Alors que la rentrée 2026 marquera l’entrée en vigueur du nouveau référentiel de formation des infirmiers, les contours de la réforme se précisent. Cette refonte ambitieuse vise à moderniser le diplôme d’État infirmier en renforçant l’approche universitaire et la place de la recherche. Mais derrière les intentions, les conditions concrètes de déploiement inquiètent : calendrier serré, tensions budgétaires, risque de baisse des quotas de formation… Un cocktail qui pourrait impacter directement les infirmiers libéraux, souvent mobilisés comme acteurs de terrain et tuteurs de stage.
Une formation plus longue et plus scientifique
La principale évolution concerne la montée en puissance de l’universitarisation. Le volume global de la formation passera de 4 200 à 4 600 heures, conformément aux standards européens. Cette augmentation s’accompagne d’une refonte du contenu pédagogique, désormais organisé autour de blocs de compétences et de thématiques intégrant la démarche scientifique et la recherche en soins infirmiers.
L’objectif est clair : former des professionnels plus autonomes, capables de s’appuyer sur des données probantes, en lien avec l’évolution des pratiques cliniques comme la prescription infirmière ou les consultations avancées. Pour les IDEL, cela signifie qu’une nouvelle génération d’infirmiers mieux formés à l’analyse et à la réflexion clinique arrive — un renfort bienvenu, à condition que leur formation soit correctement encadrée sur le terrain.

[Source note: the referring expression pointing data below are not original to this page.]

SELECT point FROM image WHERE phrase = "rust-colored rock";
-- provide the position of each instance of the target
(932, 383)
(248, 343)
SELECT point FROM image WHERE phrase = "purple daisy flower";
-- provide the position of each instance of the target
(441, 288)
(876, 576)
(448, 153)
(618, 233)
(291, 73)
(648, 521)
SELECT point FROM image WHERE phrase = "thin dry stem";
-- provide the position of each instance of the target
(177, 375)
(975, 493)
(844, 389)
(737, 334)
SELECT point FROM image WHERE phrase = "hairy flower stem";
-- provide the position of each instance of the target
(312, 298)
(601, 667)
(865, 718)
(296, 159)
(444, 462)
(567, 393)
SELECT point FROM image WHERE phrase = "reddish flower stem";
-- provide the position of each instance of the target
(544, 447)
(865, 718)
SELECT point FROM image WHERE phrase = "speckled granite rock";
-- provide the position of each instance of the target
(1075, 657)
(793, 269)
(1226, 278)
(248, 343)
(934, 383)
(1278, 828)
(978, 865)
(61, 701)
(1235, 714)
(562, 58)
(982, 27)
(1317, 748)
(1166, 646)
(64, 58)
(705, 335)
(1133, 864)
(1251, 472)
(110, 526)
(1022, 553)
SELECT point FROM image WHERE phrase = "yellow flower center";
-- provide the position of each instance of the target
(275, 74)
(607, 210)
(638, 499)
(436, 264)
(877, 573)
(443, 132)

Des stages allongés, un encadrement à renforcer
Autre changement majeur : la durée des stages sera portée à 66 semaines (contre 60 aujourd’hui), réparties sur les trois années du cursus (12 semaines en première année, 26 en deuxième et 28 en troisième). Cette évolution vise à consolider la professionnalisation, mais elle suppose des capacités d’accueil suffisantes et des tuteurs disponibles.

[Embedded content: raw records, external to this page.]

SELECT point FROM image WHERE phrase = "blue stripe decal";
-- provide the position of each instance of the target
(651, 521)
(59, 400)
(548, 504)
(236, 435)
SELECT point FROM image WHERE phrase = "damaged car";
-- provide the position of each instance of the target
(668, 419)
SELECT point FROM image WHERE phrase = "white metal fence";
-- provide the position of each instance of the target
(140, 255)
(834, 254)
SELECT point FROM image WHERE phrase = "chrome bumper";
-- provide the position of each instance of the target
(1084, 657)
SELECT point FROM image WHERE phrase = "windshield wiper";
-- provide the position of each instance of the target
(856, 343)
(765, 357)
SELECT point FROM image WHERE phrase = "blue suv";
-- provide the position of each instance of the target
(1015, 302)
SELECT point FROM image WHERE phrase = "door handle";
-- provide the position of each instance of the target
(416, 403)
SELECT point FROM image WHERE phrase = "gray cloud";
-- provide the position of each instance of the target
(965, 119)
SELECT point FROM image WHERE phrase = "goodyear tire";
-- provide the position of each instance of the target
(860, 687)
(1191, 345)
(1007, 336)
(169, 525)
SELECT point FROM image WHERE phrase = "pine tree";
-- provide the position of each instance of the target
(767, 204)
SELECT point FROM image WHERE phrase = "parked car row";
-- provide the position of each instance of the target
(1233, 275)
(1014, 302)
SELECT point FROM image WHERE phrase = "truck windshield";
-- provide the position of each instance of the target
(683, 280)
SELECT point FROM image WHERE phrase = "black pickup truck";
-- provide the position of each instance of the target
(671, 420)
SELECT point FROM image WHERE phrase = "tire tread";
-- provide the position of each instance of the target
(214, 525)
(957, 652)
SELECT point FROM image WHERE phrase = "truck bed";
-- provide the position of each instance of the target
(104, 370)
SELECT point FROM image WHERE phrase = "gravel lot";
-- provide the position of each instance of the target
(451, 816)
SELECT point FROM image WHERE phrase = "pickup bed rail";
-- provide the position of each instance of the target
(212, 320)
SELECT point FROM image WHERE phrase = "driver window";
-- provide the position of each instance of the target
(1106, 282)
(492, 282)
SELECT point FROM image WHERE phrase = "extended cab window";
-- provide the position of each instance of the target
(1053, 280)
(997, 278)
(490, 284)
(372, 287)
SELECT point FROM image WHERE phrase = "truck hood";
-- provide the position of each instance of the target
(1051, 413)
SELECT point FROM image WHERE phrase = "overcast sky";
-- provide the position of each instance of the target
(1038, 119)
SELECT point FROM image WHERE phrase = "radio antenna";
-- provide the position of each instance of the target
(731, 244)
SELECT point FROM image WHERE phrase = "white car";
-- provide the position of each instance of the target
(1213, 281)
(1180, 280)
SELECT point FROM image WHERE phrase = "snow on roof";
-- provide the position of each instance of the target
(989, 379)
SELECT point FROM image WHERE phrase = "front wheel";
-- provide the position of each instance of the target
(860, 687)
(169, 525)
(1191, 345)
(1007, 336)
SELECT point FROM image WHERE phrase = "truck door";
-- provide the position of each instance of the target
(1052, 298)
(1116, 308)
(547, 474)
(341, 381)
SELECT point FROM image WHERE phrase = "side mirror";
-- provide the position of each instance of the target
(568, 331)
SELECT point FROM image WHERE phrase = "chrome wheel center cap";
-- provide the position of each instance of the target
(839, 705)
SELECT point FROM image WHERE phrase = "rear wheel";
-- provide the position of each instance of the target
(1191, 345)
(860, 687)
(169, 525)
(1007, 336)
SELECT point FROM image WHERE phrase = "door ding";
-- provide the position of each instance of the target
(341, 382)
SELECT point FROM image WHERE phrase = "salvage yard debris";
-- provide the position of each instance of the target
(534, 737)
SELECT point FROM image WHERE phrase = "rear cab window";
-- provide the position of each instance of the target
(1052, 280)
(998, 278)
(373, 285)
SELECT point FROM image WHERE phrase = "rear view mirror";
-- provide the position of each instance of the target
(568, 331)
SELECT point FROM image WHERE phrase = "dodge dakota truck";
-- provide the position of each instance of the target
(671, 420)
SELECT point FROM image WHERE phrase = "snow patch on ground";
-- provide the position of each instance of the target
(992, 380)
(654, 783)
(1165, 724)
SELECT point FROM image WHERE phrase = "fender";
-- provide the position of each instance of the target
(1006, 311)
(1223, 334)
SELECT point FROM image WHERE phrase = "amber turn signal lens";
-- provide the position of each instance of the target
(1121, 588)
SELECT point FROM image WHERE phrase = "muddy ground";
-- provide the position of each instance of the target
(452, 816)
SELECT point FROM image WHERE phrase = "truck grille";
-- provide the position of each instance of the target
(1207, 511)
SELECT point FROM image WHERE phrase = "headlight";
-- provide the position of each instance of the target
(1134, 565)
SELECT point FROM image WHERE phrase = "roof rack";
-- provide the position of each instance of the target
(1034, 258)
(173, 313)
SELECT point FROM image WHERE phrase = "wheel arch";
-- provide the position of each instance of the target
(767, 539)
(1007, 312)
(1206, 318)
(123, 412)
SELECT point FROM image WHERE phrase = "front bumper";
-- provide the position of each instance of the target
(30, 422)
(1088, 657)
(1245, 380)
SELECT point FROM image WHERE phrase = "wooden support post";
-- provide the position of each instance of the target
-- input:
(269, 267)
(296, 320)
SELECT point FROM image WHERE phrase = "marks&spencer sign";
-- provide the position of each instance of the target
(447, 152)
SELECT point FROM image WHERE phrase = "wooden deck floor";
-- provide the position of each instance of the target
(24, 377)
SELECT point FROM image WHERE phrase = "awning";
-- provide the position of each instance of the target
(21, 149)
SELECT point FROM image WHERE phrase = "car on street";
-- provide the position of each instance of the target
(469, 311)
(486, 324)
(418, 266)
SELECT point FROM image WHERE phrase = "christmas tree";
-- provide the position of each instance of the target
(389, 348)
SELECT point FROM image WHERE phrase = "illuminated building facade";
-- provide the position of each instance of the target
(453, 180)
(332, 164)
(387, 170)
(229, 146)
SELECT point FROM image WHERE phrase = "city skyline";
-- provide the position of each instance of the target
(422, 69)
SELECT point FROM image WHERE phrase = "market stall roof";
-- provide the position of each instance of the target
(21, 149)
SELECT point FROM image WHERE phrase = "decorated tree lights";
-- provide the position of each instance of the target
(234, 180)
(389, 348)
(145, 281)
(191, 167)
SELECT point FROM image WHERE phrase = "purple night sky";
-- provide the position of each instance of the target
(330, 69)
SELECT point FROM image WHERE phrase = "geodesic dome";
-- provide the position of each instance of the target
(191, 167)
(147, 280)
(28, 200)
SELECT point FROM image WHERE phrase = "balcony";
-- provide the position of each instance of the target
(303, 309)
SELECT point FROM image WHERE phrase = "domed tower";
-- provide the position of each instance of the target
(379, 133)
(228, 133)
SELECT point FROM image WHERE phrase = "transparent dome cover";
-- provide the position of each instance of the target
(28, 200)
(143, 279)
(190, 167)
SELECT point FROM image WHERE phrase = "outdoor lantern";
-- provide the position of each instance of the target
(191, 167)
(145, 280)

Dans les faits, la pénurie d’encadrants infirmiers, notamment en ville, risque de freiner la mise en œuvre effective. Les IDEL, déjà fortement sollicités pour accueillir des étudiants, devront s’adapter à ce nouveau rythme, sans compensation ou soutien pédagogique annoncé à ce jour. Une charge supplémentaire à anticiper, dans un contexte de pression accrue sur les professionnels de santé libéraux.
Tensions financières et baisse des quotas : une réforme fragilisée
C’est peut-être le point le plus inquiétant : la réforme se heurte à des arbitrages budgétaires qui menacent sa mise en œuvre uniforme sur le territoire. Dans le Grand Est, la région évoque la suppression de 652 à 829 places en IFSI pour la rentrée 2026, en raison d’un désengagement financier de l’État estimé à 24 millions d’euros. Le SNPI alerte sur une réduction nationale potentielle de 15 à 30 % des capacités de formation.

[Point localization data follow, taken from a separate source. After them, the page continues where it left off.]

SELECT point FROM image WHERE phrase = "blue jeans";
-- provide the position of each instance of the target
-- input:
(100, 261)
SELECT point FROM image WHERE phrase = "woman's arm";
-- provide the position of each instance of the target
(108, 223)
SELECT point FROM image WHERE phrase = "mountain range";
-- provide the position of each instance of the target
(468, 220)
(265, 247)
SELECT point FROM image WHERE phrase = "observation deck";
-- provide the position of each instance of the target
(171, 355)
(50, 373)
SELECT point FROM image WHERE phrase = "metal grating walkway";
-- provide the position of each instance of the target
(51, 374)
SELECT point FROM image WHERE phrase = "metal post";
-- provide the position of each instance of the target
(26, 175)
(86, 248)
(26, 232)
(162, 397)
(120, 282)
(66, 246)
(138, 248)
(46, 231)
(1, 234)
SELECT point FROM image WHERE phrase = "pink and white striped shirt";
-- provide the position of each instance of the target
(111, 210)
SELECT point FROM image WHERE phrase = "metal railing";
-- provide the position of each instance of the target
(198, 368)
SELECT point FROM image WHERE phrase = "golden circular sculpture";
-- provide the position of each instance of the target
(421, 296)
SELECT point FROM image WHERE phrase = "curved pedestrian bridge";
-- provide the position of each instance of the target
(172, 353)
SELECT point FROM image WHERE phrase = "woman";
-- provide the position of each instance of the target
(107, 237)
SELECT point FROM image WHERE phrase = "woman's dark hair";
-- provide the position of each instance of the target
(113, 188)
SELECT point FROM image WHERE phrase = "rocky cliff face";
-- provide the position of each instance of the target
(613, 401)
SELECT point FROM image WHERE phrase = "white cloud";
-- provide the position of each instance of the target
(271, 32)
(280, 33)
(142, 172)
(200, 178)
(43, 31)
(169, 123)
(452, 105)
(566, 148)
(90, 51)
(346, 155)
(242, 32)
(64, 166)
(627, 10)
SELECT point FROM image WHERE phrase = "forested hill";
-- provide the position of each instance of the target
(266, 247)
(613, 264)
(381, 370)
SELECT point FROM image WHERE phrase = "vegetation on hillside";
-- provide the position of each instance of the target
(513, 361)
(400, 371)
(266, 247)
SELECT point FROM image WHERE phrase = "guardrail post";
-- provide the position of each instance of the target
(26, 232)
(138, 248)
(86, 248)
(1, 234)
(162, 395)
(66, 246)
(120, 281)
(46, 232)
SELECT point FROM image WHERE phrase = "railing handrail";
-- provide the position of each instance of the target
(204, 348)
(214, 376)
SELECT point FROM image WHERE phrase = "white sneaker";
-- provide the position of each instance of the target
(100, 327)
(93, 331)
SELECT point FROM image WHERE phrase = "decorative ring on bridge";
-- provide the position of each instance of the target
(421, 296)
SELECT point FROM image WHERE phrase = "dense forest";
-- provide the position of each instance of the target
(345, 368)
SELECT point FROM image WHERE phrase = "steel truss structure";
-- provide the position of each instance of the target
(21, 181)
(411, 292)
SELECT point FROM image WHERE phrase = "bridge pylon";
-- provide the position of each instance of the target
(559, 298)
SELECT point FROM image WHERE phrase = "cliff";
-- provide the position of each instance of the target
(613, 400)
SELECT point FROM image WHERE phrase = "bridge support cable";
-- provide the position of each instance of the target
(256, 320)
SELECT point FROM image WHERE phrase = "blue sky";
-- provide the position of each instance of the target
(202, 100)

Cette baisse des quotas, si elle se confirme, risque de désorganiser l’offre de formation, de provoquer la fermeture d’IFSI, et à terme, de réduire le nombre d’infirmiers diplômés — alors même que les besoins explosent dans les zones sous-dotées. Les IDEL, souvent en première ligne pour répondre à ces besoins, pourraient voir leur activité impactée à moyen terme.
Un calendrier ultra-serré, un risque d’application inégale
Le processus réglementaire a déjà connu des retards : en décembre 2025, le Conseil national d’évaluation des normes (CNEN) a suspendu l’examen des textes, invoquant l’absence de garanties financières. Ce n’est qu’en janvier 2026 qu’un feu vert a été donné, après promesse de compensation de l’État aux régions. Résultat : les textes officiels sont attendus dans l’urgence, à quelques mois seulement de la rentrée.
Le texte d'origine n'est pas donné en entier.